Amazon has issued a statement that adds a little more clarity to its Web services outage on Friday.
Early this morning, at 3:30am PST, we started seeing elevated levels of authenticated requests from multiple users in one of our locations. While we carefully monitor our overall request volumes and these remained within normal ranges, we had not been monitoring the proportion of authenticated requests. Importantly, these cryptographic requests consume more resources per call than other request types.

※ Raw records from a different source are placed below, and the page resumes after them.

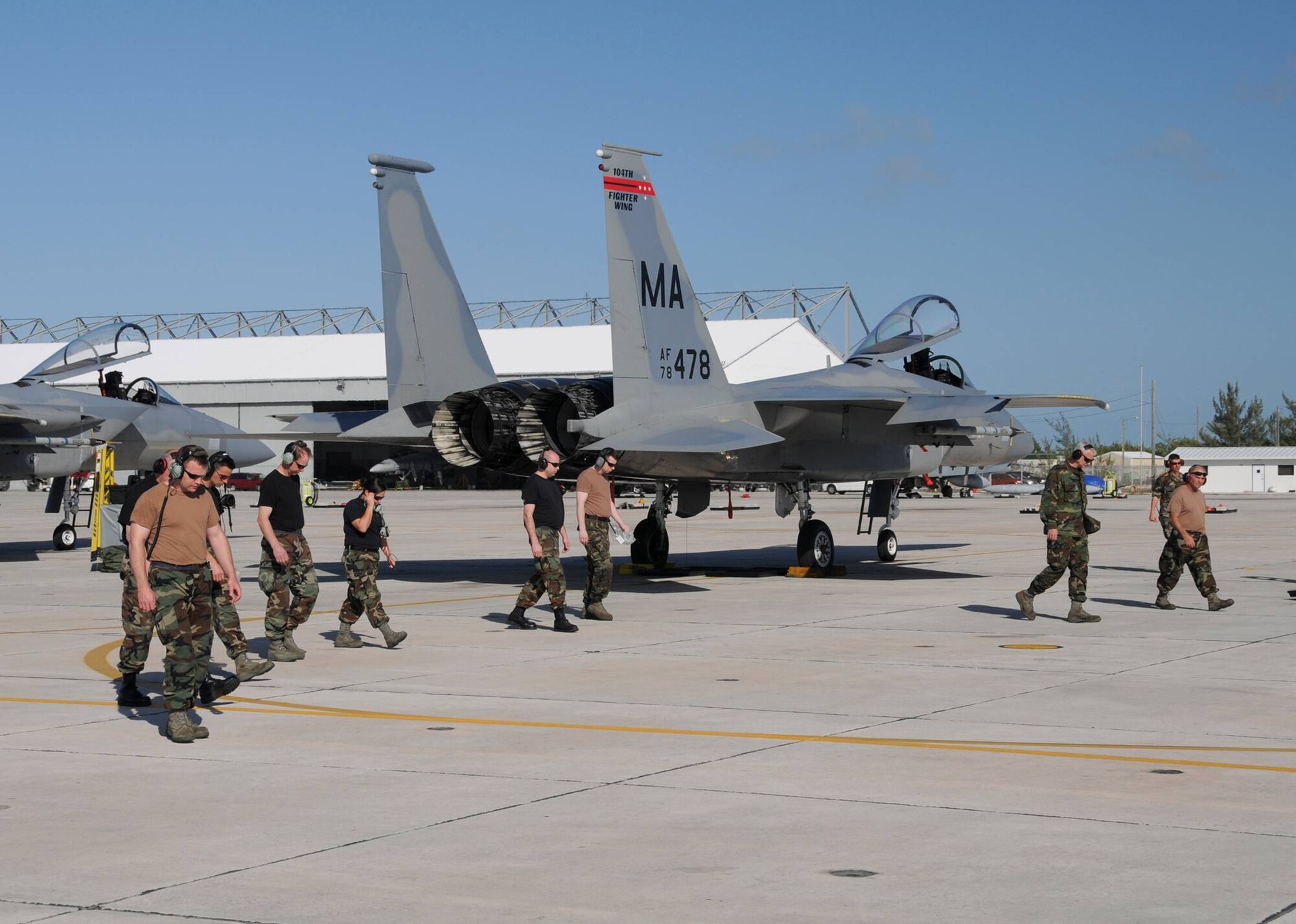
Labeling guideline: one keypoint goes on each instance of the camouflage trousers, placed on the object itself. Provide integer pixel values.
(291, 589)
(1067, 551)
(1176, 555)
(598, 559)
(549, 576)
(362, 588)
(226, 619)
(137, 628)
(185, 628)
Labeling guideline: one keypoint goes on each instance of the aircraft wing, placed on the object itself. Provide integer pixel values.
(689, 433)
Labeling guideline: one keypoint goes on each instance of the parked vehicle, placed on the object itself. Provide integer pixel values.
(244, 481)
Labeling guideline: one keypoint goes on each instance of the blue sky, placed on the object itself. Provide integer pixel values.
(1097, 187)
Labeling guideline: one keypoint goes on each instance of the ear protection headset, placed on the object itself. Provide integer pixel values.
(186, 456)
(292, 452)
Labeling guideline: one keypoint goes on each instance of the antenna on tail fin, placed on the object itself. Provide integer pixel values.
(432, 343)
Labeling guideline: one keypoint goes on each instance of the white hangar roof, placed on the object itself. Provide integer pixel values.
(751, 349)
(1238, 456)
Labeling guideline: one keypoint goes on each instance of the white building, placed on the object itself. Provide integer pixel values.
(1237, 470)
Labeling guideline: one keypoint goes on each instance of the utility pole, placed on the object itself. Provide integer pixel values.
(1151, 467)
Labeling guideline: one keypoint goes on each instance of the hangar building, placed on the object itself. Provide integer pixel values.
(256, 370)
(1238, 470)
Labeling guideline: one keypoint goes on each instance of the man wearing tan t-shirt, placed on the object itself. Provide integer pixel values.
(593, 513)
(172, 528)
(1188, 545)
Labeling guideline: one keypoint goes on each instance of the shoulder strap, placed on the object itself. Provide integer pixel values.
(157, 528)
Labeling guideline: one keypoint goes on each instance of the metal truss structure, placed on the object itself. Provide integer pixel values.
(815, 308)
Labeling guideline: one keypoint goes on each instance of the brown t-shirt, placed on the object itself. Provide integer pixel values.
(186, 522)
(1192, 507)
(599, 503)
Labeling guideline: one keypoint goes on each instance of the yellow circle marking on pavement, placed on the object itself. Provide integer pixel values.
(97, 660)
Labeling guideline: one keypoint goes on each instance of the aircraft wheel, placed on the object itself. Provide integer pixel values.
(65, 537)
(651, 545)
(887, 545)
(816, 548)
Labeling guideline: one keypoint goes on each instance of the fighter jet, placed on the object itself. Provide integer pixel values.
(51, 432)
(678, 422)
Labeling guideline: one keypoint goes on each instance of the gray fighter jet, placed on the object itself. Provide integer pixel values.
(680, 423)
(51, 432)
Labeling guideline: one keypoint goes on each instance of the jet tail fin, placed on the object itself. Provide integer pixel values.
(660, 344)
(432, 341)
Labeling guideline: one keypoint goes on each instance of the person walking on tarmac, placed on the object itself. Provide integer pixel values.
(172, 528)
(542, 518)
(287, 575)
(1067, 527)
(1188, 545)
(1166, 484)
(593, 511)
(137, 625)
(365, 536)
(226, 615)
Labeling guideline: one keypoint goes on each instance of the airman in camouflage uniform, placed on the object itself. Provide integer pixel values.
(1188, 546)
(1163, 488)
(365, 537)
(287, 575)
(1062, 509)
(542, 518)
(172, 529)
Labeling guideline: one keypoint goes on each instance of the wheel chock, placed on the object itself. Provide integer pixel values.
(645, 570)
(835, 572)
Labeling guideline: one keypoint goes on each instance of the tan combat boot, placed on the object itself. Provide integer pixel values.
(1079, 615)
(247, 668)
(347, 638)
(392, 637)
(282, 653)
(291, 643)
(178, 728)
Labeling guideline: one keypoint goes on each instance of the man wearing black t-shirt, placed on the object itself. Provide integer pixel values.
(542, 516)
(365, 536)
(138, 625)
(287, 573)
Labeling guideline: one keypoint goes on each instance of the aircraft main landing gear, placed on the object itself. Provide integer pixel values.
(65, 537)
(651, 545)
(816, 548)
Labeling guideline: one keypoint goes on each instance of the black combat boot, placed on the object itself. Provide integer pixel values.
(211, 690)
(130, 695)
(519, 619)
(561, 623)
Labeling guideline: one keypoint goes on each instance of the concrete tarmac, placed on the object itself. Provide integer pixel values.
(734, 747)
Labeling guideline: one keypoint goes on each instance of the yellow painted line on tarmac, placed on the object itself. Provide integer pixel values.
(991, 748)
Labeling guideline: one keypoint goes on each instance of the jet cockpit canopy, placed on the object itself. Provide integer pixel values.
(97, 349)
(912, 327)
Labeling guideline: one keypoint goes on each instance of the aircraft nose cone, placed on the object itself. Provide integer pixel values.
(247, 452)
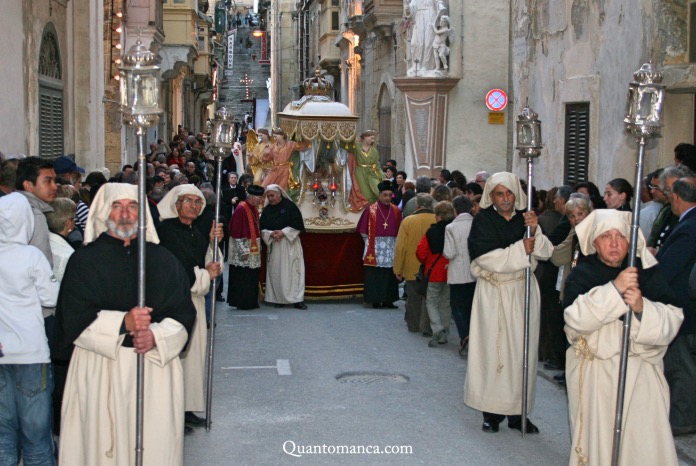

Shortly before 4:00am PST, we began to see several other users significantly increase their volume of authenticated calls. The last of these pushed the authentication service over its maximum capacity before we could complete putting new capacity in place. In addition to processing authenticated requests, the authentication service also performs account validation on every request Amazon S3 handles. This caused Amazon S3 to be unable to process any requests in that location, beginning at 4:31am PST. By 6:48am PST, we had moved enough capacity online to resolve the issue.
As we said earlier today, though we're proud of our uptime track record over the past two years with this service, any amount of downtime is unacceptable. As part of the post mortem for this event, we have identified a set of short-term actions as well as longer term improvements. We are taking immediate action on the following: (a) improving our monitoring of the proportion of authenticated requests; (b) further increasing our authentication service capacity; and (c) adding additional defensive measures around the authenticated calls. Additionally, we’ve begun work on a service health dashboard, and expect to release that shortly.
Sincerely, The Amazon Web Services Team
Nick Carr has more. A few takeaways:
- Amazon is creating an uptime dashboard. That's a positive development.
- For now, you can chalk this outage up to growing pains at Amazon's Web services.
- Amazon needs to work on its customer communication.
- These cloud services are really an expectations game. As some talkbackers have noted electric service also goes down from time to time too. Do we hold computing power to a higher standard than the electric grid?
The customer reaction to Amazon's explanation verified those aforementioned takeaways. This post summed the customer perspective up well.
Thanks for the update. As to your longer-term plans to handle this, your plan to provide a "service health dashboard" is a particular good idea!! However to provide a truly excellent service health solution, Amazon need to provide machine-readable management data that we can integrate in our infrastrucure so that we in turn can tell our customers what is going on! Besides machine-readable info, aws blog-updates, RSS feeds and email notifications of major service health issues is a must! In addition customers like us need to be able to setup a error page redirect for if EC2 is down (so that users trying to access a web server hosted on EC2 will get a decent error if your normal EC2 infrastructure is down).
BTW: Our company's biggest complaint is not that your servers where down but that we had to do quite some detective work to find out why (an error on our own servers?, a recent code update we did ? or the amazon aws itself ?). In this case lack of information from Amazon cost us more trouble/money that the actually outage. It is simply NOT good enough that you require your customers to browse through forum threads to find out what is wrong. There was NO info you your front page, no email notifications, no updates on your blog.